Oh, politicians, environmentalists, and their choo-choo trains.
Over in the New York Times, Jason Plautz of Greenwire tries to compare Obama’s bullet train to Eisenhower’s push for an interstate highway system.
The piece quotes Federal Railroad Administration chief Joe Szabo as saying, “In the 20th century, our vision led to the Interstate Highway System. In the 21st century, our vision will give us a world-class network of high-speed passenger rail corridors.”
The article goes on to hit all the normal buttons: how trains will help us reduce our dependence on oil and cut carbon emissions; how it would put people to work; and how it would boost commerce and improve the economy. It also draws all sorts of parallels between the interstate highway systems beginnings and Obama’s work in trying to get high speed rail started. For example, the article talks about how Eisenhower was “amazed” at the autobahn and then goes on to quote Obama’s speech where he talks about how great high-speed rail and public transportation is in other countries and how we don’t have it here.
Jason, Joe, and Barry, we have some news for you: Railroads are not highways. And Ike didn’t push for an interstate highway system because of jobs or commerce.
Conveniently left out of the article was the fact that when Eisenhower was a wartime general in Europe, he noted how the autobahn allowed the Germans to move troops and supplies even when we had bombed out their trains. Trains, he noted, were single points of failure, where one bombed out bridge or junction would bring the entire system to a halt. As president, Eisenhower was faced with the Soviet threat and the Cold War. He knew that if the Soviets were able to take out a few strategic points in the United States, we would be incapable of effectively waging a war. As such, he pushed for the interstate system to be built. The economic benefits of the interstate system were not the intent, but a by-product. Eisenhower and his team realized that what was good for the military would also be good for the economy, so they used that to package the program and — in good fiscal policy — made sure the project was budget neutral. (A far cry from the billions in subsidies and stimulus grants the federal government spends on passenger rail already.)
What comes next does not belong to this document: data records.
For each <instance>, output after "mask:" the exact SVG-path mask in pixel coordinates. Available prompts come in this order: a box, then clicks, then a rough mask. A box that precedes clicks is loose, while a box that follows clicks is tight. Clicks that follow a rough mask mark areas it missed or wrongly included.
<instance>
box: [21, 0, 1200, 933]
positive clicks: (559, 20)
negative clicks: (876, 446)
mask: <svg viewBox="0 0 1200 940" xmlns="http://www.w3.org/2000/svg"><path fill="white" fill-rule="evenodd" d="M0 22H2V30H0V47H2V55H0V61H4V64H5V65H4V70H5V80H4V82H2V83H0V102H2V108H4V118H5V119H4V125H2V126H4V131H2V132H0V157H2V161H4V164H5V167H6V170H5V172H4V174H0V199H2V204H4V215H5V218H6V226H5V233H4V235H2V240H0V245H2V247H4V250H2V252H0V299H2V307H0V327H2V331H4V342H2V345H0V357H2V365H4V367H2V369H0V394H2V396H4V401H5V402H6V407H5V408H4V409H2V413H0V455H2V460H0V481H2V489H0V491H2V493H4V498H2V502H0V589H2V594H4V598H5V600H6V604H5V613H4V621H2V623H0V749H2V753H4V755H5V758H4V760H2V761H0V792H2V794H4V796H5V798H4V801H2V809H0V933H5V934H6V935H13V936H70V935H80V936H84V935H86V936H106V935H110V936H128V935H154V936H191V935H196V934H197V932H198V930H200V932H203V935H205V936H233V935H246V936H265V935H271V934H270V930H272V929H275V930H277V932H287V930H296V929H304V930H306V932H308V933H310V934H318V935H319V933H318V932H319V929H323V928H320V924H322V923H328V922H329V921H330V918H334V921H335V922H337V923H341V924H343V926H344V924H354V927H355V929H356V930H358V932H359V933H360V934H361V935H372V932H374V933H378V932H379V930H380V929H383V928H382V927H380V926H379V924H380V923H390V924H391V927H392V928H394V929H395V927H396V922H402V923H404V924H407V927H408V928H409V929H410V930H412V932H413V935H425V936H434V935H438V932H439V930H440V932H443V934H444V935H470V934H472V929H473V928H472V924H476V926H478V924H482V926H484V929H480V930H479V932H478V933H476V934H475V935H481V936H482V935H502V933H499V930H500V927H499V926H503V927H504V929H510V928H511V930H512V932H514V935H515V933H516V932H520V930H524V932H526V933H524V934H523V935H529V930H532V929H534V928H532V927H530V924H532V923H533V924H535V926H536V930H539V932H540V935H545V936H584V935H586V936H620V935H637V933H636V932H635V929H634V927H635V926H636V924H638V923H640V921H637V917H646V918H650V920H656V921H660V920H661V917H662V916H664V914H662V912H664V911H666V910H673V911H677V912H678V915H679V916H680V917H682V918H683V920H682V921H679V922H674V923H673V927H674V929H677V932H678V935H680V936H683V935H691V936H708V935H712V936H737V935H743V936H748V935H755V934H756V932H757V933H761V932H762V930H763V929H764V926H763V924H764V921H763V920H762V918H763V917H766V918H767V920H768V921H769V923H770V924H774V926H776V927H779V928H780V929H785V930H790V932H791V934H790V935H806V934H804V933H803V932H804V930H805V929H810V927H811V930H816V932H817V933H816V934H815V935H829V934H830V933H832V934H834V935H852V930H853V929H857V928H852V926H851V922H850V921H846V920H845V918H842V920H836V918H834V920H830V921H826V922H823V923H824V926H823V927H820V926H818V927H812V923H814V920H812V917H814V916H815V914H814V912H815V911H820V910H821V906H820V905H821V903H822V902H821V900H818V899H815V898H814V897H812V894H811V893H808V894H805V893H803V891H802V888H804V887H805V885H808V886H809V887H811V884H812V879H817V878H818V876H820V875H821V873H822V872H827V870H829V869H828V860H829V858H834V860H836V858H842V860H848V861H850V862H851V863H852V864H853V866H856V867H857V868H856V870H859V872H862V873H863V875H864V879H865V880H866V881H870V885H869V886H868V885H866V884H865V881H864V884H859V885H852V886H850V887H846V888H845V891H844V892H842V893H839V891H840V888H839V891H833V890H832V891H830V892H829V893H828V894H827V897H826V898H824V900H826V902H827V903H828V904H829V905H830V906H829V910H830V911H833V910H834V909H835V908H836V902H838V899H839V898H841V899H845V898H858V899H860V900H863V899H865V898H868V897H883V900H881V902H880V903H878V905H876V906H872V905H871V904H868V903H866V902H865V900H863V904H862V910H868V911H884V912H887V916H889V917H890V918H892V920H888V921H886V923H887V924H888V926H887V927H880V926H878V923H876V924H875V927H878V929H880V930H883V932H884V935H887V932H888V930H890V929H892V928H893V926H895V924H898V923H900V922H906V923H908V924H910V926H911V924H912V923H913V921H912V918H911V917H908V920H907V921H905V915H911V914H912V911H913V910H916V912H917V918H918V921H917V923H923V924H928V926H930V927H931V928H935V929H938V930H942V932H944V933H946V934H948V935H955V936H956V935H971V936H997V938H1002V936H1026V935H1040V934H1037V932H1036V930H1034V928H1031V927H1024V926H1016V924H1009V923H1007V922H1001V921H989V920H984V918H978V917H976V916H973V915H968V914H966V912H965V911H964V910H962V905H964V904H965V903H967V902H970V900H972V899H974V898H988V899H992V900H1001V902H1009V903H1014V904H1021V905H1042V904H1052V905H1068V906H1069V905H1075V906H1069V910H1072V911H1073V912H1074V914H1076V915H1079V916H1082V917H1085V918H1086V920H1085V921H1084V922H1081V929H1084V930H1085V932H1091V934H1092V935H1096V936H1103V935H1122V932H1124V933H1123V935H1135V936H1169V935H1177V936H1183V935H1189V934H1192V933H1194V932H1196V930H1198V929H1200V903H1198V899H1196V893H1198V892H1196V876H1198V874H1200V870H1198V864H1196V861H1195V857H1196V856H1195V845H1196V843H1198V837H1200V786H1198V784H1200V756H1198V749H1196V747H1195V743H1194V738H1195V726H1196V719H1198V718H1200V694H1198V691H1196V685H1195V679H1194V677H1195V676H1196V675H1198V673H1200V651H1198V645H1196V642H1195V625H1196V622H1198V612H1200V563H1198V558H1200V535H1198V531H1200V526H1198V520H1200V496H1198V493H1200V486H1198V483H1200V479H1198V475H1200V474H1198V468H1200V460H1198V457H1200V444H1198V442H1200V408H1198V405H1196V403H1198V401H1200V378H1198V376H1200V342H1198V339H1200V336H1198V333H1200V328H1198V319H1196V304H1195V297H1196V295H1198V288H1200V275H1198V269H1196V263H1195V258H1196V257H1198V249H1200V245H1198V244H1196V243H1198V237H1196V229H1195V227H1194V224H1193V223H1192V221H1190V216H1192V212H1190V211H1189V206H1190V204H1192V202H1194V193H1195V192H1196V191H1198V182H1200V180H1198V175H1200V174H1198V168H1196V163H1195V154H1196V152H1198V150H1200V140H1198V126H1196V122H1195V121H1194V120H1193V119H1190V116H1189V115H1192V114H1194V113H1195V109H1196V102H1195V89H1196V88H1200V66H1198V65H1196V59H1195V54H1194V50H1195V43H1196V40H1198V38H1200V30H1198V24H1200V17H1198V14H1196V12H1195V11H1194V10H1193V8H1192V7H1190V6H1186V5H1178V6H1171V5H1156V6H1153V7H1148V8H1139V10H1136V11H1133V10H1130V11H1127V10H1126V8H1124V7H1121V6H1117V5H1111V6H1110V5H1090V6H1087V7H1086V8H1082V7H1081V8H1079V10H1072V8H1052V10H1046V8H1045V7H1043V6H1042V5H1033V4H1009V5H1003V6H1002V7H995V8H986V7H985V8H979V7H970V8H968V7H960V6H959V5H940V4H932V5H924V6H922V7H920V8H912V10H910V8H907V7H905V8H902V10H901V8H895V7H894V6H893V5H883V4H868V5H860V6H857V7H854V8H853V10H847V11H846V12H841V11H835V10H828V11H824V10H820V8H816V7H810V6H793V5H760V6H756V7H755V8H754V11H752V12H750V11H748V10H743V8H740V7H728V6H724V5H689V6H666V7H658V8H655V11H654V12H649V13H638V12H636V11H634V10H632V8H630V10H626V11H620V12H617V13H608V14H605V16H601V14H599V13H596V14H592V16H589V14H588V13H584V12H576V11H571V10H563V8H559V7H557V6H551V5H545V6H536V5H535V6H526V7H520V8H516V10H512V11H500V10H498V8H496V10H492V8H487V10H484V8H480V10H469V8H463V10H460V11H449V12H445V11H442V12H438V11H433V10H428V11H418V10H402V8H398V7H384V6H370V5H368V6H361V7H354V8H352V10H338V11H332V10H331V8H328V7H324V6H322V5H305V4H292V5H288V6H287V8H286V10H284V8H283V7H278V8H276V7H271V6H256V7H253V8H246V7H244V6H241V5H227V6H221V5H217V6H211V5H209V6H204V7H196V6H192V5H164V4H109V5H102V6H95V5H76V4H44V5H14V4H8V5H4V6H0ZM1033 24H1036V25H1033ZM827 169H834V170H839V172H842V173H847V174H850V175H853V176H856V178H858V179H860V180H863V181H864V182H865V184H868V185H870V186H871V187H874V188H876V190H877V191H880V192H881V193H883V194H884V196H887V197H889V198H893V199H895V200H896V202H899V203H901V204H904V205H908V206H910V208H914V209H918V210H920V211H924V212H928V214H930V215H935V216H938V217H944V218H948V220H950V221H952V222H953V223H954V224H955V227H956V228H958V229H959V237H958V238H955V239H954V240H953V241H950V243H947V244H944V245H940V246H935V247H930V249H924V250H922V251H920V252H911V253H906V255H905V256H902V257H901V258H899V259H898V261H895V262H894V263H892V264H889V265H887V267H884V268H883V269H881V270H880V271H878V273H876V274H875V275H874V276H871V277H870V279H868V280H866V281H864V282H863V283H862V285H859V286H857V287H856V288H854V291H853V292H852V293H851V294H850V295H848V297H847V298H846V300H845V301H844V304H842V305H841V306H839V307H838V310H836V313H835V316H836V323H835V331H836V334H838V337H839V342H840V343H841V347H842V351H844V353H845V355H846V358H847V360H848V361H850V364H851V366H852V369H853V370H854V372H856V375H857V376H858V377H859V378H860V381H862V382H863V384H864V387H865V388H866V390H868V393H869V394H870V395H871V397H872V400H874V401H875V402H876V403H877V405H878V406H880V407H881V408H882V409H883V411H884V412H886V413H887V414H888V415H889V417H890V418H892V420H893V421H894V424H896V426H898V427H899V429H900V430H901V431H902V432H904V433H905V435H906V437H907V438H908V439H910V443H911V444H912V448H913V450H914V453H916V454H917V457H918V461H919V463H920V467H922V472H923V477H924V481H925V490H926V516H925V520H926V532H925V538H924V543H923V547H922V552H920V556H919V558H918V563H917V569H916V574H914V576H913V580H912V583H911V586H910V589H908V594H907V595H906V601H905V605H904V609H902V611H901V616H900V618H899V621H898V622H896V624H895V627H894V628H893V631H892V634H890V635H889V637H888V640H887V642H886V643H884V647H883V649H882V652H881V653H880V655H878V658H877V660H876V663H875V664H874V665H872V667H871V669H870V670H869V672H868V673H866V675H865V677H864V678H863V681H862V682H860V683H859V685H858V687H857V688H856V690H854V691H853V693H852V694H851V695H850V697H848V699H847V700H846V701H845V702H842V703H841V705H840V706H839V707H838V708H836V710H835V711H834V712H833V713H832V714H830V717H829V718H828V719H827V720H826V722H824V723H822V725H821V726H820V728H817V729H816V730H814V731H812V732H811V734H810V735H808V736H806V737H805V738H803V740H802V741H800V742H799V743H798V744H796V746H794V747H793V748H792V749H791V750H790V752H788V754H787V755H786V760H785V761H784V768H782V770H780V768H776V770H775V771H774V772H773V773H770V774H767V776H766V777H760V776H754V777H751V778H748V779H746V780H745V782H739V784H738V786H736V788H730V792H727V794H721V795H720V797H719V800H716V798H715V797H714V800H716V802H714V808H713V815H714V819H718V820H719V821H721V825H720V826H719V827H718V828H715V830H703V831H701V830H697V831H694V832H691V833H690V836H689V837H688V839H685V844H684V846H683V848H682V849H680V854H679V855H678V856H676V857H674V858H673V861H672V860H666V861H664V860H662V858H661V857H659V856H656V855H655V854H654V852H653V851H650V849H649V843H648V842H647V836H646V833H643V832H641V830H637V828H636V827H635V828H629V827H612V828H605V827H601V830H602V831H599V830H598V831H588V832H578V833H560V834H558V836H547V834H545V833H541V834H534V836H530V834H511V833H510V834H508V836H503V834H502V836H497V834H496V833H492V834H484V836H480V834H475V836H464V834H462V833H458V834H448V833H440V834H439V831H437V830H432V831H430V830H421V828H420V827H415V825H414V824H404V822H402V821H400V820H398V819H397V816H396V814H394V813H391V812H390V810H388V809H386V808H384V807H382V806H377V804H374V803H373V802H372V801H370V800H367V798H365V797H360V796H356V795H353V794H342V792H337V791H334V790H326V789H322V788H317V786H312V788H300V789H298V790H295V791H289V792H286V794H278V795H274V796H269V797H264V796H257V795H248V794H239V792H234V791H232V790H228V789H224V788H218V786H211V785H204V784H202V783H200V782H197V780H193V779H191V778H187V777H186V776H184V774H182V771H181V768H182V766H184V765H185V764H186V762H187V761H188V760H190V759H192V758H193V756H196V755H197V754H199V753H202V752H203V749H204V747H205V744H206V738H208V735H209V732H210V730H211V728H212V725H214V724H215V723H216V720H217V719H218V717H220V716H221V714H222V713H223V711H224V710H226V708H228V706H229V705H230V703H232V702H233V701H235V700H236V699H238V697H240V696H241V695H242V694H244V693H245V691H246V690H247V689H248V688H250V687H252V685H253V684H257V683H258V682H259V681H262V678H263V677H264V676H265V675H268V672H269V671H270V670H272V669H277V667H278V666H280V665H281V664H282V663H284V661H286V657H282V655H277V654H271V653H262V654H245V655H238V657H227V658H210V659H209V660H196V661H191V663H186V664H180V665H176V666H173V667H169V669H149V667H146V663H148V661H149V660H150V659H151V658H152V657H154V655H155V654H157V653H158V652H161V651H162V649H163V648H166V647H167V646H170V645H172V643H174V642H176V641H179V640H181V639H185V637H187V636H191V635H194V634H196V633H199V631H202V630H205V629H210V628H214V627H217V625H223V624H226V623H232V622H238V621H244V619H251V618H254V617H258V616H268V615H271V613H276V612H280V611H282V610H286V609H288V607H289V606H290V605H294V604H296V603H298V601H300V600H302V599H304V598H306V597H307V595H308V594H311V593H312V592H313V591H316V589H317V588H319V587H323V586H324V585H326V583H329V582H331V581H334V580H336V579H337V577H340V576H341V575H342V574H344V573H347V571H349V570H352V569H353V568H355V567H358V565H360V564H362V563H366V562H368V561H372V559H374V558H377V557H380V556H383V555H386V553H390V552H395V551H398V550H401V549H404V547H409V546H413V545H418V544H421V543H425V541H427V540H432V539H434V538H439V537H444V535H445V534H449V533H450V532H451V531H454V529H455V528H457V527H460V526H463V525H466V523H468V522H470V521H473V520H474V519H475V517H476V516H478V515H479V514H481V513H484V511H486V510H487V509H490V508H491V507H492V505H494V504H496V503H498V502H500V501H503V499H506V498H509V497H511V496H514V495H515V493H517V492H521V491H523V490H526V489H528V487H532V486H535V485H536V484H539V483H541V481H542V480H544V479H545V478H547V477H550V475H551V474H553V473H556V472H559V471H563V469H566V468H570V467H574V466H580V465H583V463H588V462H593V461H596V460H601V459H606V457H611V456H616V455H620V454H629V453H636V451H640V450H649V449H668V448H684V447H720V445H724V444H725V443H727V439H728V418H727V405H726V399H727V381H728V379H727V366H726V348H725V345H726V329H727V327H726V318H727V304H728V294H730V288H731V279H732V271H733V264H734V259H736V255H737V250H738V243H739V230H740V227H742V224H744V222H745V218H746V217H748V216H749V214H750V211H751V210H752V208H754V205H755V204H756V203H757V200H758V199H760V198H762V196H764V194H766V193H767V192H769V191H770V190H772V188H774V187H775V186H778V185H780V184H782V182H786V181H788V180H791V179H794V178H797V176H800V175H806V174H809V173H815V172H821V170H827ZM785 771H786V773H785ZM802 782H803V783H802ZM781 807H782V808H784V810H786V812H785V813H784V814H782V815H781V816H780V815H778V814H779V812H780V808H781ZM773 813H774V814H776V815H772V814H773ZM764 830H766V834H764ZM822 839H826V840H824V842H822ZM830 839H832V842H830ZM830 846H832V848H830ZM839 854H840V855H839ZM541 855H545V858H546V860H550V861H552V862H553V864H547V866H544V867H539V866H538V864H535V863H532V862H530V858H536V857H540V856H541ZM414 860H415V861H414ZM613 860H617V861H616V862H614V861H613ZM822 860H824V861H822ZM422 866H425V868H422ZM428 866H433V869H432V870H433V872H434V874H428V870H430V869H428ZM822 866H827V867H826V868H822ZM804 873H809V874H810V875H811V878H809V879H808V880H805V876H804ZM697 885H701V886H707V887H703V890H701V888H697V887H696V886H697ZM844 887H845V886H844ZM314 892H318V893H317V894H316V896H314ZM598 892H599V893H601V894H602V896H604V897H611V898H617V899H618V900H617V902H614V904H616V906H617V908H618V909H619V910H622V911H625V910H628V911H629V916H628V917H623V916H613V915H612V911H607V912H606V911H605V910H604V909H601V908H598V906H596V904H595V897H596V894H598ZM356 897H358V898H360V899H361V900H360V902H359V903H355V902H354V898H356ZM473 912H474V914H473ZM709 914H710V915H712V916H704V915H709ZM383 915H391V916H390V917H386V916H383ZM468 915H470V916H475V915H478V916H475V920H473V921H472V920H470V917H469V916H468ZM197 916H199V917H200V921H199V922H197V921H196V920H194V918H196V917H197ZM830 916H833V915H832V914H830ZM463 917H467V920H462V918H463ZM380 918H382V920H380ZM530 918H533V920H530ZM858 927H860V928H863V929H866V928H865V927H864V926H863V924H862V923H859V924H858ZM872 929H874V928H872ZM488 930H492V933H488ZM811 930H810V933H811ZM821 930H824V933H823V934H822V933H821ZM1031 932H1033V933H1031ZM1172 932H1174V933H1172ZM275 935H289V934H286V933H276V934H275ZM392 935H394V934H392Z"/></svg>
We migrated away from trains in this country because the interstate highway system was better. We already had a passenger rail system in this country in 1950, but the numerous advantages of the highway system beat the rail system in the marketplace, and passenger rail has taken its proper place in the back seat of the family car… on the hump. The interstate system allowed faster speeds, less cost, more convenience, fewer and shorter delays, and more freedom than the passenger rail system.
Everyone who champions passenger rail in this country forgets one important principle of the cars-versus-trains debate: Americans love their cars because cars are the embodiment of freedom and independence. It’s in our blood. And no amount of federal subsidies can take that spirit away.